Arda Turan 2011 - 2012 sezonunda, 2015 yılına dek formasını giyeceği Atlético Madrid’le anlaştı.

4 yıllık resmi bir sözleşme imzalayan Arda’nın takıma gelişi Vicente Calderón Stadyumu'nun VIP salonunda yapılan bir toplantıyla basına duyuruldu.

Atlético Madrid formasıyla çıktığı ilk maç, 28 Ağustos 2011’de oynanan ve 0 - 0 biten Osasuna maçıydı.

Bu maçın 61. dakikasında çıkan Eduardo Salvio’nun yerine oyuna dahil oldu. Madrid formasıyla ilk resmi golünü de bir Avrupa Kupası maçında attı.

30 Kasım 2011’de Avrupa Ligi’nde oynanan Celtic karşılaşmasının 30. dakikasında attığı gol, maçın tek golüydü ve bu golle takımına 3 puan kazandırdı.

Atlético Madrid’in 2012 UEFA Avrupa Ligi finalindeki maçında 90 dakika forma giyen Arda, maçta Radamel Falcao’nun attığı 2. golün pasını veren isimdi.

Bu maçı 3-0 kazanan takımıyla birlikte şampiyonluğu yaşayan Arda Turan, Türkiye dışında bir kulüple Avrupa Ligi Şampiyonluğu yaşayan ikinci Türk futbolcu oldu. Arda Turan, Atlético’daki ilk sezonunda ligde toplam 33 maçta forma giydi ve bu maçların 24’ünde ilk 11’de sahaya çıktı.
Arda Turan, bu takımda gösterdiği başarıyla İspanyol basını tarafından yılın en kârlı transferi olarak nitelendirildi.

2015 - 2016 sezonuna dek formasını giydiği Atlético Madrid’de birçok gole imza attı ve yıldızını parlattı.

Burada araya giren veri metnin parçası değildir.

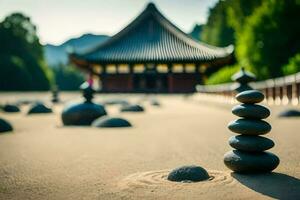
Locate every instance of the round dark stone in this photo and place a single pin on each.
(82, 114)
(251, 111)
(251, 143)
(115, 102)
(111, 122)
(250, 96)
(188, 173)
(154, 103)
(10, 108)
(245, 162)
(250, 126)
(39, 108)
(290, 113)
(132, 108)
(5, 126)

28 Ocak 2015’te Barcelona’nın 3-2’lik galibiyetiyle sonuçlanan Kral Kupası maçında hakemin kararına gösterdiği tepki çok konuşuldu. Yardımcı hakemin bulunduğu yöne doğru ayakkabısını fırlatması nedeniyle sarı kart gördü.

2014 - 15 sezonuna cezalı başlayan Arda Turan, sezon başında Real Madrid’le oynanan 2014 İspanya Süper Kupası maçlarında bir önceki sezon oynadığı Süper Kupa maçında gördüğü kart nedeniyle forma giyemedi.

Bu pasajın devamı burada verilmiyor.